Padilla's lawyers have filed a similar lawsuit in San Francisco against John Yoo, a former Justice Department official who wrote a series of legal memos authorizing harsh interrogation tactics. On February 6, a federal judge will consider a motion by Justice Department lawyers to dismiss that case.
In the Charleston lawsuit, Padilla is suing those he alleges are responsible for his treatment – which included two years in extreme isolation combined with sleep and sensory deprivation to prepare him for interrogations. He is seeking a token $1 in damages from each named defendant, and a judicial ruling on the legality of the government's conduct.
"The issues of Padilla's extreme interrogations and punitive conditions of confinement were never addressed by this court, the Fourth Circuit, or any other court," Padilla's lawyers say in their brief.
Lasting effects
They say the ordeal left Padilla psychologically disabled.
"This guy had nothing. He was utterly isolated and had no clue that there was anybody out there advocating for him. He was just there forever," says Michael O'Connell of Charleston, one of Padilla's lawyers. "I don't think I could have stood that and come out sane."
Mr. O'Connell adds: "I can't think of another time in this country that that ever happened to an American citizen."
The Justice Department says the case should be thrown out of court because government officials are entitled to qualified immunity from such lawsuits.
Was Padilla an 'enemy combatant?'
One area likely to spark heated debate in Thursday's hearing is whether the constitutional rights at issue were clearly established in 2002 when Padilla was taken into military custody.

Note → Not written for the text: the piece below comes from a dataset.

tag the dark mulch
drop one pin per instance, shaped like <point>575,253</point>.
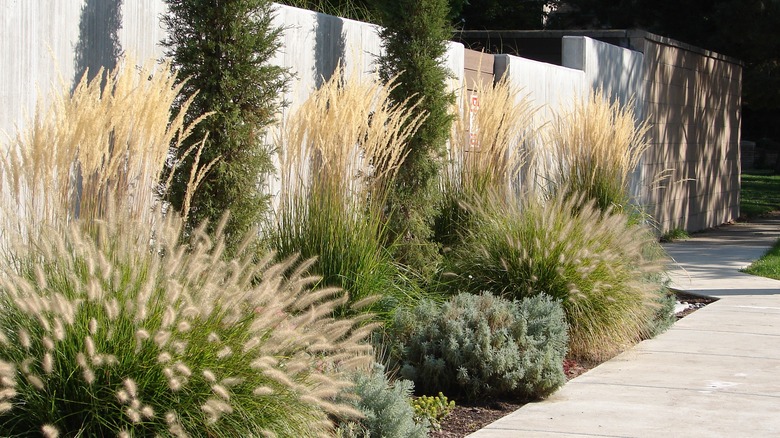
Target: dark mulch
<point>467,418</point>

The government argues that it was not clearly established that an enemy combatant would enjoy the array of constitutional rights claimed by Padilla. Under the department's view, Al Qaeda members and associates are unlawful combatants who are not entitled to constitutional and other legal rights.
Padilla's lawyers start from a different standpoint. They say that Padilla is not, and never was, an enemy combatant. As a US citizen taken into custody on American soil he is entitled to the full array of constitutional protections, they say.
"It was clearly established that military agents could not enter a civilian jail, seize a man from the civilian justice system, transport him to a military prison, detain him there indefinitely without criminal charge or conviction, deprive him of contact with attorneys or family, take from him his ability to fulfill the minimum requirements of his religion, and subject him to a program of extreme interrogations, sensory deprivation and punishment," Padilla's brief says.
Authorities say he was part of 'dirty bomb' plot
Padilla was arrested in 2002 as he stepped off a plane at Chicago's O'Hare Airport. Officials said he was part of an Al Qaeda plot to detonate a radiological "dirty bomb" in a US city. But that plot has never been verified.
President Bush designated him an "enemy combatant," and ordered him held and interrogated at the Charleston brig.
Lawyers working for Padilla have challenged the legality of his detention. The case went to the US Supreme Court, but the high court ruled on a lesser issue. In a related case, the justices said US citizens who take up arms against the US can be held as enemy combatants. But the court also declared: "Indefinite detention for the purpose of interrogation is not authorized."
The Fourth US Circuit Court of Appeals later ruled that Padilla could be held as an enemy combatant despite his arrest in the US. But it did not address issues related to his interrogation and treatment.
The decision was appealed to the Supreme Court. But Padilla was transferred to the criminal justice system in Miami to stand trial on terror conspiracy charges.
He was convicted in August 2007 and is serving a 17-year prison term. His conviction is under appeal.